Closing costs These are one-time legal and administrative fees associated with buying your new home. These fees are generally provided to the homebuyer for payment three days before the home purchase is finalized. You should try to set aside roughly 3% of your purchase price to cover closing costs. Understanding each one of the following closing costs will help you budget accordingly and will lead to a more comfortable home buying experience.

Legal fees These are lawyer/notary fees and disbursements that you’re responsible for paying during the purchase process. Your lawyer or notary should be involved in the purchase process as early as possible because they will act on your behalf during the purchase and mortgaging of the property, and can give you good insights and advice.

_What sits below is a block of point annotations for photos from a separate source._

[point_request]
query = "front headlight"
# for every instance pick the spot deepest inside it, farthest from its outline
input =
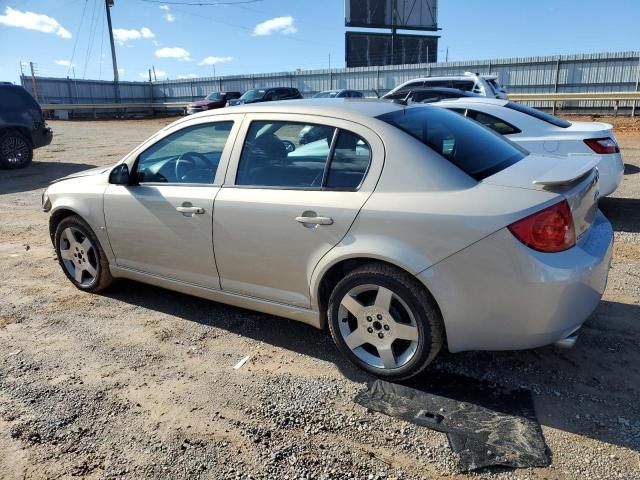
(46, 203)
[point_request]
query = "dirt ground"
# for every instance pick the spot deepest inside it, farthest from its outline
(139, 382)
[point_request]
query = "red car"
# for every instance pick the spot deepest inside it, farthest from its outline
(211, 101)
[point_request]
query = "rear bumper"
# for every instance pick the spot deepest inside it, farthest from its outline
(41, 137)
(611, 170)
(498, 294)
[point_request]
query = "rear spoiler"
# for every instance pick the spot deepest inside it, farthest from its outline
(569, 169)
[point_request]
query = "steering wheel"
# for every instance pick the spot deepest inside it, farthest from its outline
(288, 146)
(191, 159)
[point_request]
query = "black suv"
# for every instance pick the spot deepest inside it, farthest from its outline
(267, 95)
(22, 127)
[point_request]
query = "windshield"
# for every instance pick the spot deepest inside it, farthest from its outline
(474, 149)
(539, 114)
(253, 95)
(326, 94)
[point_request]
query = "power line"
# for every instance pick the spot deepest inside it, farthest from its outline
(202, 4)
(92, 27)
(101, 45)
(75, 44)
(242, 27)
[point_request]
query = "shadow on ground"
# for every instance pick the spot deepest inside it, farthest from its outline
(36, 176)
(583, 390)
(623, 213)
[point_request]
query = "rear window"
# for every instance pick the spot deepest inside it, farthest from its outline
(539, 114)
(474, 149)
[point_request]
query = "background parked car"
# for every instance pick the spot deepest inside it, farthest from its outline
(339, 94)
(211, 101)
(485, 85)
(267, 95)
(22, 127)
(418, 95)
(540, 132)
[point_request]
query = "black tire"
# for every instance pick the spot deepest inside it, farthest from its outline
(16, 150)
(95, 256)
(406, 289)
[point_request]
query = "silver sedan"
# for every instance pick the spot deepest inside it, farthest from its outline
(401, 229)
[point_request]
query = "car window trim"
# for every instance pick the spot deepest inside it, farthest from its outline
(329, 161)
(513, 127)
(332, 152)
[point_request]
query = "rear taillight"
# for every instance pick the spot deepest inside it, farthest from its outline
(603, 145)
(549, 230)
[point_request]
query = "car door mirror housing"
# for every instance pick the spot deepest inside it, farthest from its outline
(120, 175)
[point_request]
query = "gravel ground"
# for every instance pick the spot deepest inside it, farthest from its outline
(139, 382)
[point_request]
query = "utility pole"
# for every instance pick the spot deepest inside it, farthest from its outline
(116, 80)
(33, 81)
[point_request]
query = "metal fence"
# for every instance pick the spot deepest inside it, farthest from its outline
(601, 72)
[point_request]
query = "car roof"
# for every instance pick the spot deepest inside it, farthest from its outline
(462, 93)
(478, 100)
(348, 108)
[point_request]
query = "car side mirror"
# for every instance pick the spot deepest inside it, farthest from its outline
(120, 175)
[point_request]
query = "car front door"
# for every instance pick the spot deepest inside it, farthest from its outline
(284, 204)
(162, 223)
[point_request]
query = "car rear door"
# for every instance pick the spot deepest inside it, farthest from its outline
(162, 223)
(281, 208)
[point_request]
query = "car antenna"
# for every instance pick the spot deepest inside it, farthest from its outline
(403, 101)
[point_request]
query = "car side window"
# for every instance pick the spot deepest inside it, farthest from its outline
(494, 123)
(349, 163)
(297, 155)
(284, 154)
(190, 155)
(464, 85)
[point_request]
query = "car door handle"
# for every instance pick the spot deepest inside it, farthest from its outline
(196, 210)
(315, 220)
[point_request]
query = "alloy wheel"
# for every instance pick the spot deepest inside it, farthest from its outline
(79, 256)
(378, 326)
(14, 149)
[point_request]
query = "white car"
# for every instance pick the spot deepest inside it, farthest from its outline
(540, 132)
(485, 85)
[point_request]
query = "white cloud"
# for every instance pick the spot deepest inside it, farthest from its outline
(216, 60)
(33, 21)
(146, 33)
(122, 35)
(283, 25)
(169, 17)
(173, 52)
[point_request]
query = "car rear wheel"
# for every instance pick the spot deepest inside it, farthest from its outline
(15, 150)
(80, 255)
(385, 322)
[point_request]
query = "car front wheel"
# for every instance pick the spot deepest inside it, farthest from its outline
(385, 322)
(15, 150)
(80, 255)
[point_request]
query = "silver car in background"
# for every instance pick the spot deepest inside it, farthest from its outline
(401, 229)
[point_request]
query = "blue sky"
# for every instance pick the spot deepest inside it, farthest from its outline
(279, 35)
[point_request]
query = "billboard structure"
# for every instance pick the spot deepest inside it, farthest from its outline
(364, 49)
(402, 14)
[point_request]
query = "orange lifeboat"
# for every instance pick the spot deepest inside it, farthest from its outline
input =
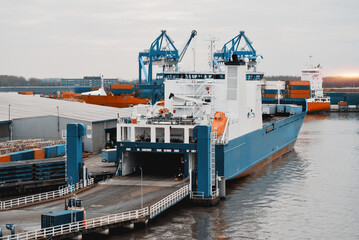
(219, 123)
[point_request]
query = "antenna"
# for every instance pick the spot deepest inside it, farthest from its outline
(211, 47)
(194, 59)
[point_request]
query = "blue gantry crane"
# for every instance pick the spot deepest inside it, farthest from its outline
(239, 45)
(163, 53)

Title Insurance Your property’s title provides legal proof that you are its owner. Title insurance protects you as a homeowner against any challenges that may arise with the ownership of your home such as fraud, survey errors, encroachment issues or existing undisclosed liens.

Pre-paid property tax & utility adjustments You will be required to reimburse the seller of the home for any property taxes or utility bills that they have prepaid for in advance (e.g. If the seller prepaid 3 months of property taxes, you will be required to reimburse them for this amount).

Upgrade fees These fees are usually paid at closing or added into your mortgage. When upgrades are chosen, a 25% deposit is required. Upgrades consist of things such as granite kitchen countertops, hardwood flooring, and coffered ceilings. These fees are usually paid in cash or added to the mortgage proceeds because they increase the purchase price of the home.

Property/fire insurance Your mortgage lender may require proof of property/fire insurance that covers the replacement value of your home and its contents.

Typical housing costs When purchasing a new home, there will always be additional costs you should consider when making a monthly budget. Things like…

Property tax.
Your property tax is a levy that you as an owner are required to pay to the governing authority of the jurisdiction in which your property is located. It is usually paid to your municipality (Town of Whitby, for example). You can pay your property tax online, over the telephone, through mail, or in person with most financial institutions.

Property insurance.
Your friends, family and neighbours will be able to give you an idea of how much you can expect to pay.

Heating/hydro/water.
These rates can vary significantly depending on a number of factors such as the size of your family, frequency of usage and municipality. Asking friends or family with similar size homes will help.

Maintenance/repair.
Homeowners must also budget for ongoing maintenance and repairs that their home may require over the years. Things like painting, caulking, eavestrough cleaning, etc. If you’re purchasing a condo townhome or condominium unit, you will also have to pay for condo maintenance fees that may cover grass cutting and snow removal.

Mortgage life insurance
(OPTIONAL). This insurance protects your family from paying your mortgage if you become ill or get into an accident. Your mortgage life insurance can help pay your mortgage principal amount, accrued interest, or any balances left in your tax account. This coverage is a flexible and low-cost way to protect one of your largest financial obligations.

Other considerations.
This includes loans, car payments, credit card debt, gas, TV, Internet, cell phone, child care, groceries, retirements savings, etc. These are costs that every homeowner must budget for in addition to their mortgage.